Effective Estimation of Ligand-Binding Affinity Using Biased Sampling Method.

The binding between two biomolecules is one of the most critical factors controlling many bioprocesses. Therefore, it is of great interest to derive a reliable method to calculate the free binding energy between two biomolecules. In this work, we have demonstrated that the binding affinity of ligands to proteins can be determined through biased sampling simulations. The umbrella sampling (US) method was applied on 20 protein-ligand complexes, including the cathepsin K (CTSK), type II dehydroquinase (DHQase), heat shock protein 90 (HSP90), and factor Xa (FXa) systems. The ligand-binding affinity was evaluated as the difference between the largest and smallest values of the free-energy curve, which was obtained via a potential of mean force analysis. The calculated affinities differ sizably from the previously reported experimental values, with an average difference of ∼3.14 kcal/mol. However, the calculated results are in good correlation with the experimental data, with correlation coefficients of 0.76, 0.87, 0.96, and 0.97 for CTSK, DHQase, HSP90, and FXa, respectively. Thus, the binding free energy of a new ligand can be reliably estimated using our US approach. Furthermore, the root-mean-square errors (RMSEs) of binding affinity of these systems are 1.13, 0.90, 0.37, and 0.25 kcal/mol, for CTSK, DHQase, HSP90, and FXa, respectively. The small RMSE values indicate the good precision of the biased sampling method that can distinguish the ligands exhibiting similar binding affinities.

Introduction

A large number of biological processes involve the binding of two or more biomolecules, which is often evaluated through Gibbs free-energy difference.[1] The accurate determination or ranking of the binding affinity is a prerequisite for the synthesis of potential inhibitors that would allow for the reduction of therapeutic development and medication cost.[2] Several schemes have been developed, including molecular docking,[3−6] quantitative structure–activity relationship,[7−10] linear interaction energy,[11,12] molecular mechanism/Poisson–Boltzmann surface area (MM-PBSA),[13−15] fast pulling of ligand,[16,17] free-energy perturbation,[18,19] thermodynamic integration,[20,21] and nonequilibrium molecular dynamics (MD) simulations.[22] Many studies in this area have been published in recent years.[23−26] Nevertheless, precise prediction of binding affinity yet remains elusive.

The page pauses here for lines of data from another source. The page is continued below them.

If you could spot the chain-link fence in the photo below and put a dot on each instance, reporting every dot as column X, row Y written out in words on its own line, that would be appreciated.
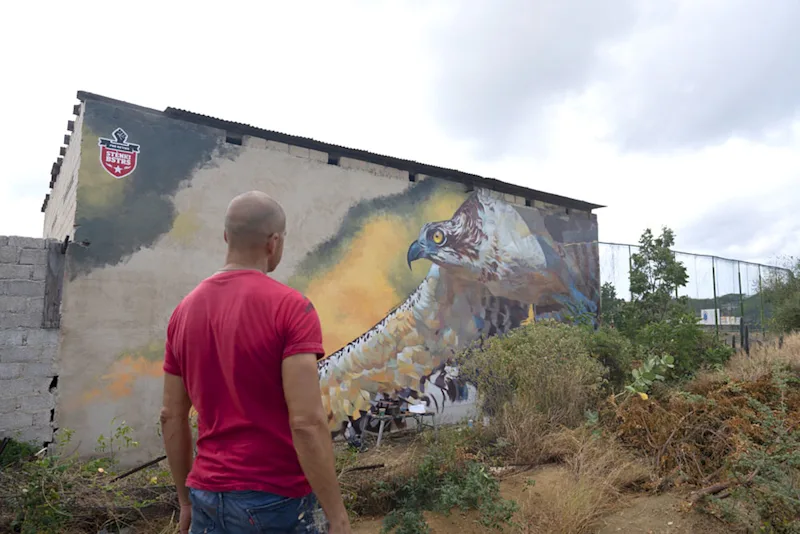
column 726, row 294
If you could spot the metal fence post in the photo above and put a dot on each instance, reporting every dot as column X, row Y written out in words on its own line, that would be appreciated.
column 716, row 305
column 761, row 296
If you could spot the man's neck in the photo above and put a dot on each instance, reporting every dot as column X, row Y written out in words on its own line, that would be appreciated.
column 242, row 266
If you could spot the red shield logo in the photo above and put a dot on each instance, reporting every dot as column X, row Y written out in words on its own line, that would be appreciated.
column 117, row 156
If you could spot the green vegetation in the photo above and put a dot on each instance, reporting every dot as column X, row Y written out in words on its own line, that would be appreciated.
column 52, row 493
column 655, row 321
column 646, row 401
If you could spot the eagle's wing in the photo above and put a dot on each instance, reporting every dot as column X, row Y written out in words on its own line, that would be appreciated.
column 414, row 341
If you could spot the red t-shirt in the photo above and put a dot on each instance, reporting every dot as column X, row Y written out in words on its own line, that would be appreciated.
column 227, row 340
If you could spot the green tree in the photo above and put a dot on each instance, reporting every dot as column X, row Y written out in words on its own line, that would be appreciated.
column 782, row 290
column 610, row 304
column 657, row 320
column 656, row 275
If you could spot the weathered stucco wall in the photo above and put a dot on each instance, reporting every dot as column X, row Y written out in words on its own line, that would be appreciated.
column 149, row 221
column 28, row 351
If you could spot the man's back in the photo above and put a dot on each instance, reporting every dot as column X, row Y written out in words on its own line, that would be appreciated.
column 227, row 340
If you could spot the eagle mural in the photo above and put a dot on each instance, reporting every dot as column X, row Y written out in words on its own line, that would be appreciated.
column 489, row 273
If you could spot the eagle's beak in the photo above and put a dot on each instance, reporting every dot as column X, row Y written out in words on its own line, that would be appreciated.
column 415, row 252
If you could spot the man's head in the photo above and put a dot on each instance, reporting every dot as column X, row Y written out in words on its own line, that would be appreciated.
column 255, row 226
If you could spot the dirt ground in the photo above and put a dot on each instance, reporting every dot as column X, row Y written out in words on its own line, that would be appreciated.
column 635, row 514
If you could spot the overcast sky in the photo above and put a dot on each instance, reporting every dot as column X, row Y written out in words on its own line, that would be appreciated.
column 677, row 113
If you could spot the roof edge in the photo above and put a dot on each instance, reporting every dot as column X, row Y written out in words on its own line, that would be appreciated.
column 413, row 167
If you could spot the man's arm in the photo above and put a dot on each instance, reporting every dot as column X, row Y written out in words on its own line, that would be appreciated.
column 177, row 433
column 311, row 436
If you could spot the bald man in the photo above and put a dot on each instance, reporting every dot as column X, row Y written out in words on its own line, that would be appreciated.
column 242, row 348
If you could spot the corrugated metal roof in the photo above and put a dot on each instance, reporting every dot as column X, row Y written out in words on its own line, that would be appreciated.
column 337, row 151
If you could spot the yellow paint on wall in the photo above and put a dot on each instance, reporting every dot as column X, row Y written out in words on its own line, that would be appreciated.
column 363, row 287
column 185, row 227
column 118, row 382
column 125, row 372
column 99, row 193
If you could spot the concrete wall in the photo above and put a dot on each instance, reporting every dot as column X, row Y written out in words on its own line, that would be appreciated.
column 59, row 215
column 27, row 351
column 148, row 237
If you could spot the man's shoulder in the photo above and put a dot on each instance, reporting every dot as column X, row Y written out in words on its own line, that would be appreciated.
column 295, row 298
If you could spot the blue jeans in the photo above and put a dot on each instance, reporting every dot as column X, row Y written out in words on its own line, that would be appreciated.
column 236, row 512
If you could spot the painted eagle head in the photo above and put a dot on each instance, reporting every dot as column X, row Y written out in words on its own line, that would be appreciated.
column 455, row 242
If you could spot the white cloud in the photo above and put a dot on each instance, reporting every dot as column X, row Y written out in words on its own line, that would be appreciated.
column 703, row 91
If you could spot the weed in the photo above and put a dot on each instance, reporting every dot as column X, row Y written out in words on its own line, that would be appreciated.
column 54, row 494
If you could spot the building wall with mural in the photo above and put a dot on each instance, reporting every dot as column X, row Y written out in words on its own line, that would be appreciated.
column 404, row 269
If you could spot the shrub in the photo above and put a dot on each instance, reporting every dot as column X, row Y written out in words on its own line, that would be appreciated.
column 55, row 494
column 436, row 476
column 681, row 337
column 542, row 367
column 615, row 351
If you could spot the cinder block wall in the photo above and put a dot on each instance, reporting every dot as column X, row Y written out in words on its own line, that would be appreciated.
column 28, row 351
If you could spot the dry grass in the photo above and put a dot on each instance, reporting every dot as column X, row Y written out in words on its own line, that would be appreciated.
column 691, row 436
column 68, row 495
column 596, row 471
column 762, row 359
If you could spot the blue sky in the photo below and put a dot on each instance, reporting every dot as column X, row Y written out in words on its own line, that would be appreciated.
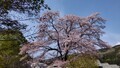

The biased sampling method has emerged as a promising approach for the determination of the binding free energy of protein–ligand complexes[27−29] or protein–protein complexes.[23,30] Furthermore, the free-energy permeation of an ion across a channel has been also investigated using this approach.[31] The ligand is normally forced to move out of an enzyme active site by an external force. The movement of the ligand is tracked and recorded along the reaction coordinate (ξ), and then the obtained conformations were subjected to umbrella sampling (US) simulations. The free-energy barrier between smallest and largest values extracted from the potential of mean force (PMF) during US simulations can be used for the prediction of the binding affinity.[30] Here, the PMF values are determined using the weighted histogram analysis method (WHAM)[32] calculation.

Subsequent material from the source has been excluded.